Surtout, les résultats concrets sont presque inexistants.

Les objectifs poursuivis étaient de développer les « capacités militaires » des États membres, d’encourager la coopération entre eux et de favoriser « l’interopérabilité » des armements et des méthodes d’action. Or, seuls 8 pays de l’Union sur 21 appartenant à l’OTAN respectent l’objectif de l’Alliance atlantique de consacrer 2 % de leur PIB aux dépenses militaires. En moyenne les dépenses des États membres atteignent 1,6 % du PIB. Selon une étude de Sciences-Po (Les dépenses militaires au niveau mondial, régional et français), ces dépenses ont peu évolué depuis 1992. Le rapport du Parlement européen sur la mise en œuvre de la politique commune de sécurité et de défense (décembre 2021) indique que les achats en commun d’équipement militaire par les États membres représentent aujourd’hui 11 % de leurs dépenses militaires contre 35 % visés au départ : de ce fait, « les capacités de l’Europe sont fragmentées et entravées par des doubles emplois, des lacunes et un manque d’interopérabilité ».

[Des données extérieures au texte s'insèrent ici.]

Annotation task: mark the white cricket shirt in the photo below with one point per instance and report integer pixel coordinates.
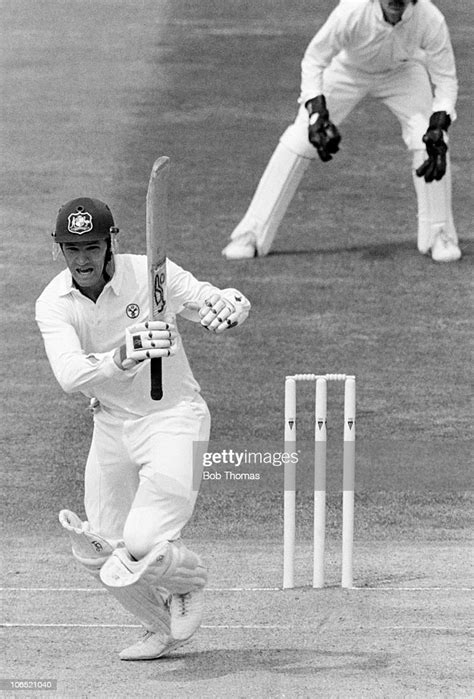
(357, 33)
(80, 336)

En outre, l’Europe entendait « protéger l’Union et ses citoyens » et intervenir sur le terrain en cas de conflit ou de crise. Or, elle a bien du mal à participer à des interventions : pour les 18 opérations civiles et militaires auxquelles elle participe, elle mobilise environ 5000 hommes, ce qui est très modeste. L’Union n’est pas non plus capable de mobiliser des forces d’intervention rapide en cas de crise : s’agissant de l’évacuation de Kaboul en 2021, le rapport rappelle qu’« elle n’a pas été en mesure de mettre en place un pont aérien ni de coordonner ses propres évacuations ».

Au final, si l’Union devait, à l’égard d’un de ses membres qui n’appartient pas à l’OTAN, appliquer l’article 42 du traité qui prévoit une solidarité envers un Etat victime d’une attaque armée, elle serait bien en peine de s’organiser efficacement.

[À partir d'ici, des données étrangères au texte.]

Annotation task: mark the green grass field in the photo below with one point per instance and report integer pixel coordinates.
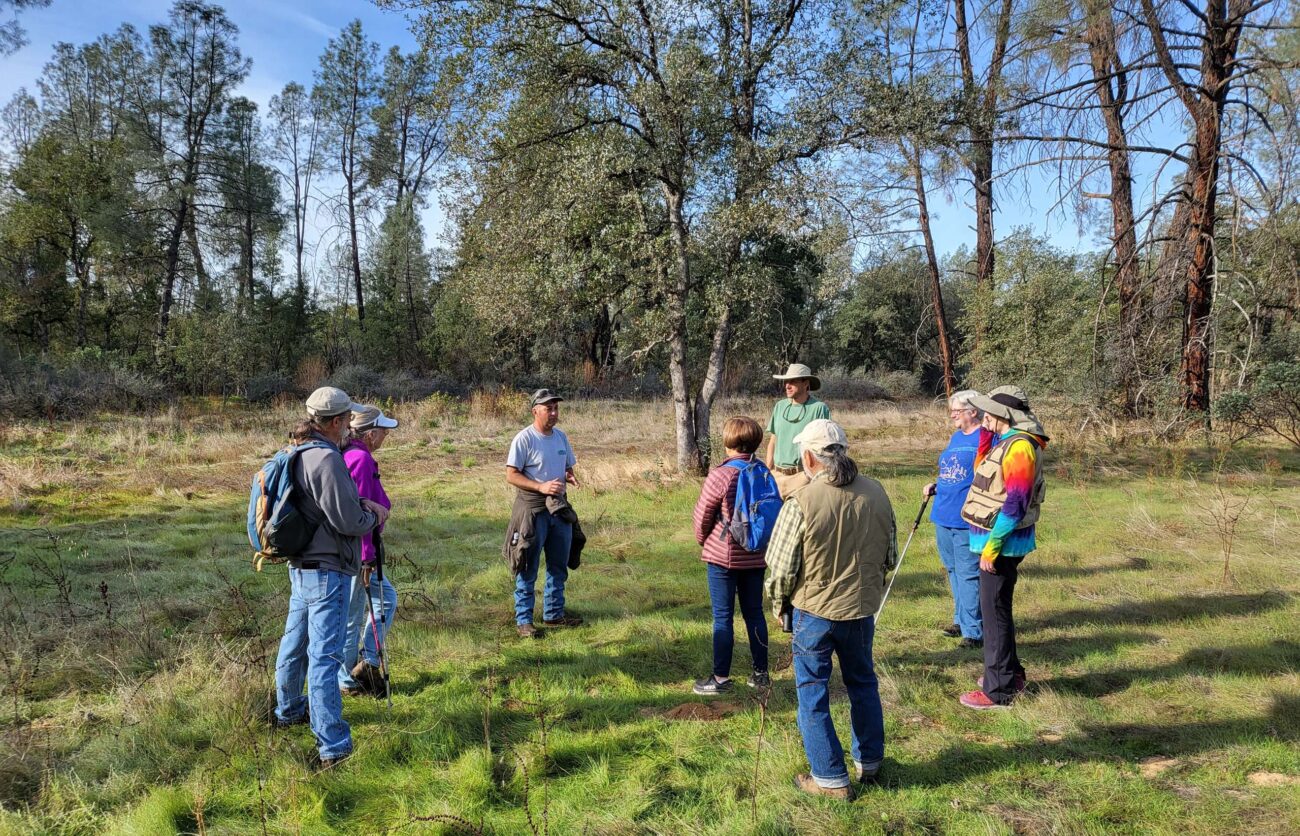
(137, 646)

Pour construire une politique de défense commune, il faudra une volonté constante et sans faille. Il faudra surtout répondre, au préalable, à des questions essentielles : que veut-on ? Une force d’intervention rapide ? Une armée européenne permanente ? Pour quoi faire ?  Quelle articulation avec les armées nationales ? Quelle articulation avec l’OTAN ? Peut-on rendre les différentes forces armées « interopérables » sans imposer un système de « marché européen » et porter atteinte au choix des États ?  Comment articuler la politique de défense avec une politique étrangère sans consistance ?

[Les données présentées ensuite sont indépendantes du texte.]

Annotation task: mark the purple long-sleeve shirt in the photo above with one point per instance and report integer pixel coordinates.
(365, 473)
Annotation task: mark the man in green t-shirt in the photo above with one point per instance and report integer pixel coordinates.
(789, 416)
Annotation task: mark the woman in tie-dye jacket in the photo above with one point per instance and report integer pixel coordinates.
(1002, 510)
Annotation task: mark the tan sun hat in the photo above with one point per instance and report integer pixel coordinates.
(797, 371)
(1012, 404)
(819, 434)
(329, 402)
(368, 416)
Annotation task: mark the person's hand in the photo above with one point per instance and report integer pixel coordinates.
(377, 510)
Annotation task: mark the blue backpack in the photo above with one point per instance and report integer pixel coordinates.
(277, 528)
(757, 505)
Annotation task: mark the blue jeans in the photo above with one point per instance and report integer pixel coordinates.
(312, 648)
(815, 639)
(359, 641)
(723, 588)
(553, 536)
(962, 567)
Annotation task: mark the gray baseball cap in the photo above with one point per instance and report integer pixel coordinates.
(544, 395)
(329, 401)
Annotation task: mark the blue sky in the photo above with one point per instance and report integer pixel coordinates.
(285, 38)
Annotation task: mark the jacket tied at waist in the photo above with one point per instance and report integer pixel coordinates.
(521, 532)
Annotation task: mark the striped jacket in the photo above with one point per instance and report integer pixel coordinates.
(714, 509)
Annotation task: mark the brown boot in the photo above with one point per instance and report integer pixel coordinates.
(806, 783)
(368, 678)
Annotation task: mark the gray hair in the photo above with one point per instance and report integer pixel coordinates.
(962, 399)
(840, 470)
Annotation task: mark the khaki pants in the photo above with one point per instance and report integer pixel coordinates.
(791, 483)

La lutte contre la dépendance énergétique posera des questions au moins aussi compliquées, compte tenu du profil différent de consommation des États, de leurs sources d’approvisionnement et des ressources qu’ils sont prêts à y consacrer.

L’Union sera jugée également sur sa capacité à imposer une politique fiscale plus équitable, à faire respecter la réglementation européenne, à mieux aider ses propres entreprises à innover, à définir une politique commerciale ferme, à bâtir une réforme de la politique agricole cohérente avec ses ambitions écologiques. Là encore, la solidarité entre pays qui ont, en ces différents domaines, des intérêts franchement divergents n’est pas garantie.

L’Europe puissance, celle qui rendrait cohérentes ses diverses politiques, imposerait un dialogue exigeant avec ses partenaires, définirait les intérêts communs de ses membres et les défendrait, est un horizon bien lointain.